There were 1,025 tax code changes in Q2 2012, compared with 270 in Q2 2011. This includes 109 indirect tax increases, down slightly from 124 in Q2 2011.
“Globally, businesses had to comply with over 1,000 tax changes this past quarter. That’s a huge burden,” said Carla Yrjanson, vice president of tax research and content at Thomson Reuters. “Whether the changes are increases, decreases or exemptions, the cost to implement them is essentially the same for businesses. Without the right technology, domain expertise and accurate tax information at the country and jurisdiction levels, it’s difficult to achieve compliance in a cost effective manner.”

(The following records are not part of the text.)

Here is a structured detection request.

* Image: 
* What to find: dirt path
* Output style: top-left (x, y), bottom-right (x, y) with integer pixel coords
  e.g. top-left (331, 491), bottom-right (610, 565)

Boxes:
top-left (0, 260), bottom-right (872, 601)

The quarterly ONESOURCE Indirect Tax rate report summarizes changes in sales, use and value added taxes — providing a high-level look at information that is automatically incorporated monthly in detail in the Thomson Reuters ONESOURCE Indirect Tax global software suite. Thomson Reuters in-house indirect tax research and content experts monitor changes in tax laws for over 175 countries. Highlights from the global Q2 2012 report released today include:
- The total number of state, county, city and transit sales tax rate increases in the U.S. declined from 111 in Q2 2011 to 104 in Q2 2012.
- The number of value added tax rate increases globally declined from 13 to 5.
- In the U.S., the average state sales tax was 5.48 percent in Q1 2012, down from 5.52 percent in Q1 2011.
- In Europe, the VAT rate for Madira, Portugal was increased and Norway ended its temporary 13 percent reduced rate, which was originally enacted December 31, 2006.
- In Asia, China added a 7 percent rate for the purchase of transportation services retroactive to January 1, 2009. India increased the standard serviced tax from 10 percent to 12 percent effective April 1, 2012.